Your Next Steps For Better Customer Experience: Confirmit Manager

Your Next Steps For Better Customer Experience: Confirmit Manager

Do you really need a total business reorganisation or just a change of the on-hold music? In this opinion piece, Confirmit Australia country manager Chris Breslin explores how you can crank your customer experience up a few notches.

Sometimes it is the simple things in life that can make the most difference and so it is with getting the best out of your Voice of the Customer programme.

As a customer experience professional, you have to ensure you can deliver insight from your programme that will have a real impact on your organisation’s business, generating the best ROI possible. But making adjustments to improve the outcomes you get does not always mean big, dramatic changes to your entire set up.

Do you really need to re-define key business processes, creating a bottom-up re-shuffling of your teams? Or would smaller, tactical changes have more impact on your employees and customers on a daily basis?

Often, those simpler, more carefully targeted changes can also ensure the resulting payoff in CX is owned by everyone in the organisation and not just a designated group.

To put it into context, the huge range of actions that can directly impact on the customer experience can be likened to that old classic; rocks, pebbles and sand.

  • Rocks: The big changes – processes that can take months, possibly years to implement, that will eventually have a massive impact on the business such as a new billing system, or a total restructure of the organisation.
  • Pebbles: The smaller initiatives, managed within a team, that bring together, for example, sales and marketing departments to drive improvements in a particular touchpoint or engagement. These are elements that drive the sense of community around your Voice of the Customer programme.
  • Sand: This is about the behaviour of individuals. Small changes that may not seem like much in themselves but which directly impact customers and which build to generate sustained improvement. For example, in the call centre, what changes to an agent’s approach to a customer query or complaint might have an impact?

This approach is useful because it enables employees across your organisation to understand that the customer experience is NOT ‘Somebody Else’s Problem’.

Demonstrating how small changes have a real impact encourages staff at every level to take accountability for their actions and to make changes at their level of influence.

With the rocks – those big organisation-wide changes – taking so long to implement it is important to take a multi-layered approach. Their impact may be huge and enormously beneficial but you also have to look at what can be done immediately.

If your Voice of the Customer programme is telling you a new IT system will deliver ROI and impact the customer experience – go for it! In 18 months’ time, you’ll be able to reap the rewards of your new system.

In the meantime, while your CIO is beavering away on that, the rest of your employees can all play their part too. The role of clear and timely data is critical here. To enable change – even at the pebbles and sand level – you need feedback and robust insights that help you make the right decisions about what changes to implement.
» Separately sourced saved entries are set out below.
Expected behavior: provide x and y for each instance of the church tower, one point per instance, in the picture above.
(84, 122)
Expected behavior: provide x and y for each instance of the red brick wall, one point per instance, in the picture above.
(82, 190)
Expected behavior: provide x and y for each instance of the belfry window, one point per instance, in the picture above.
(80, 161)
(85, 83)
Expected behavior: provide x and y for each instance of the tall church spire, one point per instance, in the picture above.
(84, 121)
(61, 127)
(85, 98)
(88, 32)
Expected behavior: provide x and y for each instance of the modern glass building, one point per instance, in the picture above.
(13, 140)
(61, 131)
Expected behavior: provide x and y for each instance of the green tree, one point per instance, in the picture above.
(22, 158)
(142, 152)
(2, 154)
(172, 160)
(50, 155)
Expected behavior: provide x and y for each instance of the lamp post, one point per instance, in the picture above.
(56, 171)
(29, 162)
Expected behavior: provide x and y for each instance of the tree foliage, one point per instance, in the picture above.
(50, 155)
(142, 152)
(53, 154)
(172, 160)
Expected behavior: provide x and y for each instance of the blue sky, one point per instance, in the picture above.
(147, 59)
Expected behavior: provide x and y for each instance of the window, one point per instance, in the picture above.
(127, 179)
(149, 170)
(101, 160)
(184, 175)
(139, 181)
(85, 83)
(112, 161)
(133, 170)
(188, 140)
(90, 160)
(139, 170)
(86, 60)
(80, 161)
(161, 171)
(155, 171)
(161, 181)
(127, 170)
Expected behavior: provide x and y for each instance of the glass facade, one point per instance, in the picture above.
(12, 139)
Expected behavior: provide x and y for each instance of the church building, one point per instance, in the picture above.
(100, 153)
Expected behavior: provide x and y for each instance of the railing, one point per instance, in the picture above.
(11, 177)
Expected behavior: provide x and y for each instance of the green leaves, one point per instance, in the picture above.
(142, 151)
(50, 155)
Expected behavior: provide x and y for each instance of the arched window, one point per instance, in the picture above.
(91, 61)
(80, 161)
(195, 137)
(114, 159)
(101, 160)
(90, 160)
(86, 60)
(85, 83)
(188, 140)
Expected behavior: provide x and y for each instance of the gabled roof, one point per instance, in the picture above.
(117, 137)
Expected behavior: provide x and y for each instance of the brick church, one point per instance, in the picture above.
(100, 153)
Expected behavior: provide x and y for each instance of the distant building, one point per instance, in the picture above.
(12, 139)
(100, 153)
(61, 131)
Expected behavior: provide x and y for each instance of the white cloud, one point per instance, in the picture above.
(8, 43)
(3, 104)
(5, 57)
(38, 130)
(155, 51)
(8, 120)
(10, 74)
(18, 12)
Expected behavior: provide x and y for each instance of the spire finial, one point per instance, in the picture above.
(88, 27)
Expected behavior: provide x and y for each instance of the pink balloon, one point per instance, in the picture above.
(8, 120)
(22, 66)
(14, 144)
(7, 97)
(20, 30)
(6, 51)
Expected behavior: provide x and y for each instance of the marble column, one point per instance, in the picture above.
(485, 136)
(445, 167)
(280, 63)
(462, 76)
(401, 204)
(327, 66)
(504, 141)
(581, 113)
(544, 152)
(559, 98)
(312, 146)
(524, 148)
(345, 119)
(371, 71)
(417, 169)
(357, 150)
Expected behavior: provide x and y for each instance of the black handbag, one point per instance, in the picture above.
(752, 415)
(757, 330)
To achieve this you need to capture customer feedback at all the key stages in the customer journey, bringing them together to provide a coherent view of the overall customer experience.

Bringing all your data together will begin to reveal the common threads that underpin multiple experiences – and that’s how you find your pebbles. Where a single approach or process affects several stages of the customer journey, then changing that single element will have a multiplied effect.

Often, different teams are unaware of the wider role that a process plays so by bringing these teams together you can create cross-functional teams to build a more effective approach.

It’s a similar process with the “sand” elements. At this level, you are asking people to change their behaviour, which isn’t always a comfortable thing for them to do.

So ensure you are using data to provide a rationale for the change and remember that you are not dictating specific change. Rather, you are empowering employees to make decisions about their behaviour so they can impact the customer experience at their level of influence.

Knowing they are trusted to make such decisions can provide a huge boost to employees who, even on the front line, don’t always fully appreciate the impact they have on the customer experience. Insight, again, plays a huge role here.

Empowering employees to make changes to the actions they take is one thing, but you need to provide robust and timely feedback on the impact that change had. If it was successful, ensure they know about it and recognise them for making a positive impact and, of course, share what you have learned so you can replicate the change elsewhere.

However, when something hasn’t worked well, use data to explain why it didn’t work and search for new approaches that might be more successful.

Small changes might not seem like a huge thing but, particularly with the huge role of word of mouth via social media, even a small change can have a big impact on your reputation – and bottom line. And who knows, by the time you have worked through all that sand the new IT system might be ready!